Makushita-joi was in action as well, and saw Daishoho announce himself as an almost certain promotee with his 5th win over low-ranked Shiba. He's not yet guaranteed to go up, however, as only one slot is available so far (via Kakuryu) and the nominal frontrunner remains Tokisakae as a potential zensho promotion after he beat Tanabe to remain undefeated. The other already-KK joi member Kotokuzan wasn't able to pull off win #5 against Hiradoumi, and his promotion case suddenly looks a lot more questionable with potentially as many as four other contenders able to finish ahead of him if he doesn't win his last match. These include Tochimaru, now kachikoshi himself after he prevailed over Roga, and last basho's sekitori Oho who won the MK avoidance battle against yumitori Shohoryu.

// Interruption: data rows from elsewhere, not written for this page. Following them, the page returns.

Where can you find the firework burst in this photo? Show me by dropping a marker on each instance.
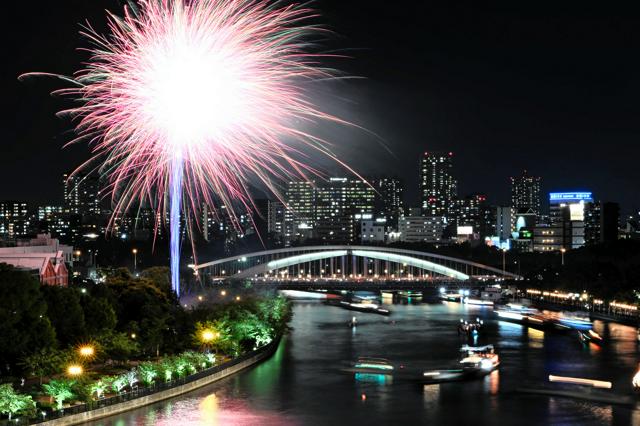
(189, 101)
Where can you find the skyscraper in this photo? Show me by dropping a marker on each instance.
(389, 199)
(438, 188)
(338, 201)
(81, 194)
(525, 193)
(300, 213)
(14, 219)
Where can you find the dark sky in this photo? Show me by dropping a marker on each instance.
(550, 87)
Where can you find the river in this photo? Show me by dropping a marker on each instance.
(303, 383)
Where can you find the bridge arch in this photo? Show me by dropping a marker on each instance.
(263, 263)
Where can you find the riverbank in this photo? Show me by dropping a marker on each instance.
(189, 384)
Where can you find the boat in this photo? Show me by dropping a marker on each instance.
(590, 336)
(481, 358)
(364, 306)
(372, 365)
(478, 302)
(470, 328)
(519, 314)
(353, 323)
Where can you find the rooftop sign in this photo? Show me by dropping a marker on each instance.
(558, 197)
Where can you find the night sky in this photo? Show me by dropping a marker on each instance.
(552, 88)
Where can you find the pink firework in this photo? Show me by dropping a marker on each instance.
(195, 99)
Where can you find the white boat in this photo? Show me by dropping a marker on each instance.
(479, 357)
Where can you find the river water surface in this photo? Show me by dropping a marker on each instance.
(303, 383)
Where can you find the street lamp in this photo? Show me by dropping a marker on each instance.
(86, 351)
(74, 370)
(504, 263)
(135, 258)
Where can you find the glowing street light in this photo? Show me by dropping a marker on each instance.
(74, 370)
(135, 258)
(208, 336)
(86, 351)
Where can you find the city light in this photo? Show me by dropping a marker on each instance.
(86, 351)
(578, 381)
(74, 370)
(198, 98)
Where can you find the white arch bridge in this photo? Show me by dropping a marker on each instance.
(347, 262)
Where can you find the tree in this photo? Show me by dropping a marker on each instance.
(12, 402)
(119, 383)
(66, 313)
(118, 346)
(131, 378)
(45, 362)
(99, 315)
(100, 386)
(160, 276)
(148, 373)
(60, 391)
(24, 326)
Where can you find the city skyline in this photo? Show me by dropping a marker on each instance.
(552, 136)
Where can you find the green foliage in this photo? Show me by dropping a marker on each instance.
(12, 402)
(119, 383)
(100, 386)
(60, 391)
(132, 378)
(161, 278)
(146, 302)
(180, 366)
(118, 346)
(44, 362)
(99, 315)
(148, 373)
(24, 325)
(165, 370)
(66, 313)
(82, 389)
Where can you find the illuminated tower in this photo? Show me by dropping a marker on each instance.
(525, 193)
(437, 185)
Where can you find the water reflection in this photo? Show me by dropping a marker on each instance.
(304, 382)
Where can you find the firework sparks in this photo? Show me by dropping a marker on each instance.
(192, 100)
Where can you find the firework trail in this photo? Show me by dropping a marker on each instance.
(191, 100)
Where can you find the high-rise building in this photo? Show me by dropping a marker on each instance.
(525, 193)
(438, 188)
(300, 214)
(567, 222)
(327, 210)
(503, 222)
(338, 201)
(601, 222)
(389, 199)
(81, 194)
(473, 211)
(415, 227)
(14, 219)
(276, 222)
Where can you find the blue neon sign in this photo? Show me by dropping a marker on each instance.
(557, 197)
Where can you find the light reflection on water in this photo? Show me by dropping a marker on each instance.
(303, 383)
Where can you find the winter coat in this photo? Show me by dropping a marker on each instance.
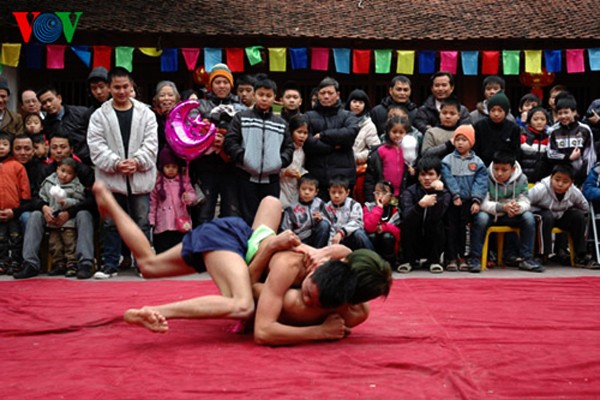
(163, 214)
(515, 188)
(75, 194)
(429, 116)
(259, 143)
(331, 155)
(107, 150)
(465, 177)
(543, 197)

(1)  4-7  Mitoryu       J9
                        J10  Yago          3-8  (3)
(3)  3-8  Tohakuryu     J11  Takakento     6-5  (o)
(2)  5-6  Chiyonoumi    J12  Nishikifuji   4-7  (3)
(1)  6-5  Jokoryu       J13  Nishikigi     5-6  (2)
(3)  5-6  Bushozan      J14  Ichiyamamoto  7-4  (1)

                        Ms1
     3-3  Oho           Ms2  Daishoho      5-1
     4-2  Kotokuzan     Ms3  Shohoryu      2-4  (x)
     4-2  Tochimaru     Ms4
                        Ms5
     3-3  Roga          Ms6  Murata        3-3
                        Ms7  Kaisho        4-2
                        ...
(x)  4-2  Shiba         Ms11
                        Ms12 Hiradoumi     5-1
                        ...
     6-0  Tokisakae     Ms15

And just like that we're back to needing makushita rikishi filling in on the juryo schedule after maegashira Kotoshoho's return. Tochimaru gets the first call-up, against Jokoryu.

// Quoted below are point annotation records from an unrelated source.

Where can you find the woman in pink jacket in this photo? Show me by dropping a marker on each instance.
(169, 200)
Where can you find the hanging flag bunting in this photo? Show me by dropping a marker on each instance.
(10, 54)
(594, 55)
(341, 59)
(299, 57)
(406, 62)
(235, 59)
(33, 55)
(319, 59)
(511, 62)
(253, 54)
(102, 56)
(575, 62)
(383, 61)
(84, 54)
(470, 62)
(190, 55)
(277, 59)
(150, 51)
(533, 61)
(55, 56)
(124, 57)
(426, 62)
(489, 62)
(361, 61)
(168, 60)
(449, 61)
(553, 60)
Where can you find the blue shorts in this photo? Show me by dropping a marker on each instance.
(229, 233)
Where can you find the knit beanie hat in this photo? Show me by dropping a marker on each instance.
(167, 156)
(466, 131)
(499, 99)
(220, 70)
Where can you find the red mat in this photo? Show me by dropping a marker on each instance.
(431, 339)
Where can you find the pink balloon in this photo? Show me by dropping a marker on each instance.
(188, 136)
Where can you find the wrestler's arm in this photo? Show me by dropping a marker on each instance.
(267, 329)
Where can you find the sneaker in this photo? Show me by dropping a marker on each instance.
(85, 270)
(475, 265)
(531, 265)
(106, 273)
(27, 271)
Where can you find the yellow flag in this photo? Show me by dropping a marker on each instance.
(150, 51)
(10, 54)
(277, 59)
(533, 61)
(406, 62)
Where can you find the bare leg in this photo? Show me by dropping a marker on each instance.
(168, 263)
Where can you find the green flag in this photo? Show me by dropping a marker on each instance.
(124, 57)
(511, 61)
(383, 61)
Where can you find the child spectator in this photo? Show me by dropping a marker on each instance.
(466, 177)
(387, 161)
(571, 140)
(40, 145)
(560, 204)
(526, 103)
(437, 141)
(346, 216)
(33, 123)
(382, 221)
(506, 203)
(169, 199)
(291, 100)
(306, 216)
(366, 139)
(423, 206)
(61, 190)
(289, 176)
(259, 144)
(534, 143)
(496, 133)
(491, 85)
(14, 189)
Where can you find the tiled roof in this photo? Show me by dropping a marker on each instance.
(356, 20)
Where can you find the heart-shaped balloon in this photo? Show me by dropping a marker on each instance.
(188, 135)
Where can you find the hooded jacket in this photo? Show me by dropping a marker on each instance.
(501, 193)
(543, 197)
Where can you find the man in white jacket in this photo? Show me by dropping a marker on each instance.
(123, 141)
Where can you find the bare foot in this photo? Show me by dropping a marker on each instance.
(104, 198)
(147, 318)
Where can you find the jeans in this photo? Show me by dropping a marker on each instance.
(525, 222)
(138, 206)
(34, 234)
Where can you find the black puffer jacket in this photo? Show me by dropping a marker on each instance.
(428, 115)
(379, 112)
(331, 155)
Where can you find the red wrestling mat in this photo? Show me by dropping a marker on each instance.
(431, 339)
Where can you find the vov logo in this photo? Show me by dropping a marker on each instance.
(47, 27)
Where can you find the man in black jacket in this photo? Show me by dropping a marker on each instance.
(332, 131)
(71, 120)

__________________________________________________________________

Juryo yusho race through Day 11:

8-3 J2e Ishiura, J3e Chiyomaru, J4e Enho

7-4 J7w Azumaryu, J9w Hakuyozan, J10e Takagenji, J14w Ichiyamamoto

6-5 J1w Akua, J3w Chiyonoo, J6e Wakamotoharu, J7e Ura (6-4-1), J8e Kyokutaisei, J8w Shohozan, J11w Takakento, J13e Jokoryu

A good day for the leaders (3-1), a middling one for the pursuers (3-3). I'm putting my virtual money on 11-4 as the yusho score now; the leading trio all look good enough that it's unlikely that all of them will finish the basho 2-2 or worse, but I would also be surprised if any of them pull off a 4-0 from here.

The Day 12 slate:

J4e  Enho (8-3)        -  J12w Nishikifuji (4-7)
J3e  Chiyomaru (8-3)   -  J8w  Shohozan (6-5)
J2e  Ishiura (8-3)     -  J8e  Kyokutaisei (6-5)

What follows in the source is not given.